I recall witnessing a car wreck solely due to a blind spot. As one car was pulling out of a parking lot, the car kind enough to let them out were inadvertently blocking the view of oncoming traffic. As a result, when the car pulled out, it was blindsided by a car in the other lane. Thankfully, no one was hurt. However, the point is taken, blind spots are dangerous – and unfortunately, we can experience them both physically and spiritually. As Christians, spiritual blinders keep us from seeing the bigger picture by limiting our perspective to what’s in front of us and away from the broader perspectives of God. Some of the blind-spots we typically get blindsided by include our problems, positions and pride:
Problems: We all have problems.

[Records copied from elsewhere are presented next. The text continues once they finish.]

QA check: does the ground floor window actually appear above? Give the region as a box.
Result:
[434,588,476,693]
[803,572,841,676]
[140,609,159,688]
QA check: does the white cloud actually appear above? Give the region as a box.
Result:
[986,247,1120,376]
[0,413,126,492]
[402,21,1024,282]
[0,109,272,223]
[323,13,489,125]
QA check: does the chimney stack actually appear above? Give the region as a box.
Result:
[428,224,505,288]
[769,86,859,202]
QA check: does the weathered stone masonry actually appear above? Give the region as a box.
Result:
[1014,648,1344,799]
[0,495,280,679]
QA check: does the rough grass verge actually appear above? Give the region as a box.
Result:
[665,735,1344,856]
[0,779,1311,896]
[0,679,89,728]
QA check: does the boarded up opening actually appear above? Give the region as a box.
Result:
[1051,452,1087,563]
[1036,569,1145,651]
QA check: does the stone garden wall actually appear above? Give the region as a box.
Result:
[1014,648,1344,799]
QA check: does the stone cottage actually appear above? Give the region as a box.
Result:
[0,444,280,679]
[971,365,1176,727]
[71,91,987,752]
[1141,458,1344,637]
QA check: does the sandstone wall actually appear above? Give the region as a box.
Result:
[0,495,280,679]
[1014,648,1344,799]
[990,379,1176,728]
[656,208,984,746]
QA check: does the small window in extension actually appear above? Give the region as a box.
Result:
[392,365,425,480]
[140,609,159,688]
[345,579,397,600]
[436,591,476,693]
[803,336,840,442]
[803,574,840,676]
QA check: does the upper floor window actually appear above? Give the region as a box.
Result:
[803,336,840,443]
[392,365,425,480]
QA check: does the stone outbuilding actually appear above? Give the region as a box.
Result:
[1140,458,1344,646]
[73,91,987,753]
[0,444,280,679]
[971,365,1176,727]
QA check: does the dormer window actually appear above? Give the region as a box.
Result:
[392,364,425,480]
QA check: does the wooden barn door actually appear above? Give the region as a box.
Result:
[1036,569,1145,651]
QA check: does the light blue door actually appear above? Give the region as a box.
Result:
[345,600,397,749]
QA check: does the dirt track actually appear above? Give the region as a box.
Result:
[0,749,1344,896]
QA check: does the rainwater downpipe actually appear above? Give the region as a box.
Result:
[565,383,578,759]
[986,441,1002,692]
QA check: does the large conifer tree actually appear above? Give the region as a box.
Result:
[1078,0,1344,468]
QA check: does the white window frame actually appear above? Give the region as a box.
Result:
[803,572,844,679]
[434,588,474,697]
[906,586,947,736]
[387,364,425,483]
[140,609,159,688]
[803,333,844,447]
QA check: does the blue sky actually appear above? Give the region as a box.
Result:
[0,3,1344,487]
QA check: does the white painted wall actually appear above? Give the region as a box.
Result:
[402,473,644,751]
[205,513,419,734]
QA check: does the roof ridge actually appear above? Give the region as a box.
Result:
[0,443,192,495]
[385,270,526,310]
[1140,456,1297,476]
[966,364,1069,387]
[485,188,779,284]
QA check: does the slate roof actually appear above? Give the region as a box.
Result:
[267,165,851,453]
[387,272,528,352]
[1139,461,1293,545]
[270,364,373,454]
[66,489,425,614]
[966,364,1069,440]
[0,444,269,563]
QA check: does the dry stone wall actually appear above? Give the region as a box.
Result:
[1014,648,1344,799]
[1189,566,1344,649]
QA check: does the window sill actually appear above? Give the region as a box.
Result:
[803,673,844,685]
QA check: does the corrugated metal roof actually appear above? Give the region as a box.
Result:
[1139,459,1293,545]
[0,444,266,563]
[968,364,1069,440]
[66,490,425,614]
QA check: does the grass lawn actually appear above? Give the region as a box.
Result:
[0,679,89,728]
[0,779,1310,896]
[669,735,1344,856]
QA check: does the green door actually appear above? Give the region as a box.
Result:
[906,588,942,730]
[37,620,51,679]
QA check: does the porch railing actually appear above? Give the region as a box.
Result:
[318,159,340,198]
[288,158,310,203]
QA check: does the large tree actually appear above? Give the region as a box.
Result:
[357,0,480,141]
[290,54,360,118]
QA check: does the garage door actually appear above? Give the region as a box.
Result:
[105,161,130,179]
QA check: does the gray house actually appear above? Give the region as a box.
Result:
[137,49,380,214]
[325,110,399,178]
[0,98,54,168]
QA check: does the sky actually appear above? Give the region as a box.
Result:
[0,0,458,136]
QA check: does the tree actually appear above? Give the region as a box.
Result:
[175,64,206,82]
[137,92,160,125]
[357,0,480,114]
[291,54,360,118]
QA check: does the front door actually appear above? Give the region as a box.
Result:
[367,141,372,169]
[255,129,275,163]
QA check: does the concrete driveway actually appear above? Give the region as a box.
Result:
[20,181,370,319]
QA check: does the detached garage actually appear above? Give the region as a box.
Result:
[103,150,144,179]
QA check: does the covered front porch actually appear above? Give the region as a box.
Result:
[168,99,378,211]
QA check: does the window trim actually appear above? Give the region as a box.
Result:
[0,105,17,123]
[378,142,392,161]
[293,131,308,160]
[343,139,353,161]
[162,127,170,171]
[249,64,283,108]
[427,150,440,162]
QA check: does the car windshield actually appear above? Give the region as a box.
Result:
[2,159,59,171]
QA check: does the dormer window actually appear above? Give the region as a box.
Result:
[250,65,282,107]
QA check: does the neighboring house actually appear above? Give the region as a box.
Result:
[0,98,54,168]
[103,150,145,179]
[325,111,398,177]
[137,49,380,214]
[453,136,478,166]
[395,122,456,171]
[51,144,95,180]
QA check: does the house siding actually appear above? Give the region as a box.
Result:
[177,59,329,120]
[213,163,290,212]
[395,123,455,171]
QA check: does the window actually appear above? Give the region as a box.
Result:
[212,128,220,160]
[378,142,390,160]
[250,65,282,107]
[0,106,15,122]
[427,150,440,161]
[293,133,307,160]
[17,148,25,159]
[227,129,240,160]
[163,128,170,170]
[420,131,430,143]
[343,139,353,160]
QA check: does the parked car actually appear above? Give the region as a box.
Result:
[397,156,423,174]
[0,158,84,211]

It’s a part of life. How we choose to handle and see them however is greatly determined by our perspective. We may be tempted to focus solely on our difficulties, or if we choose, we can broaden our sights to begin seeing our obstacles as opportunities serving to both grow our faith and glorify God (1 Peter 1:7).
Positions: When we limit our ambitions and measurements of success in regards to our position(s) in society, whether socially, economically and/or professionally, we greatly reduce our opportunities to be used by God. For example, Peter experienced his greatest success in business the day he obeyed Jesus to cast his net on the other side. However, despite all this success, Peter was still willing to put it all aside to follow Jesus for something bigger than the world could offer. Likewise, if we get caught up in who likes us, how much we make and our position in society, will we be as willing and open to follow Christ wherever He desires to lead us (Luke 5:11)?
Pride: Pride is a danger we all face and has been the downfall of many. For we are all prone to consider ourselves first and see the flaws of others before our own. As a result, we grow blind to our vulnerabilities and increase our exposure to blindside attacks. Over time, I have humbly learned to never say never. For I know God has granted me the freedom to do as I please, but I must possess the wisdom to use such a gift responsibly – which can only come from God. Therefore, may we passionately pursue Christ in all we do and never be so prideful to assume we are beyond stumbling (Proverbs 16:18).
Application: “Seeing Beyond Sight” – Psalm 119:18
When we stop seeing our situations and circumstances as the world dictates and accept the sight only Christ can provide, problems transform into opportunities to encourage others, positions transform into platforms to help others, and pride gets transformed by humility for the benefit of others – all of which empowers us to reflect more of Christ, and less of the world, which propels the attraction of Christ to others.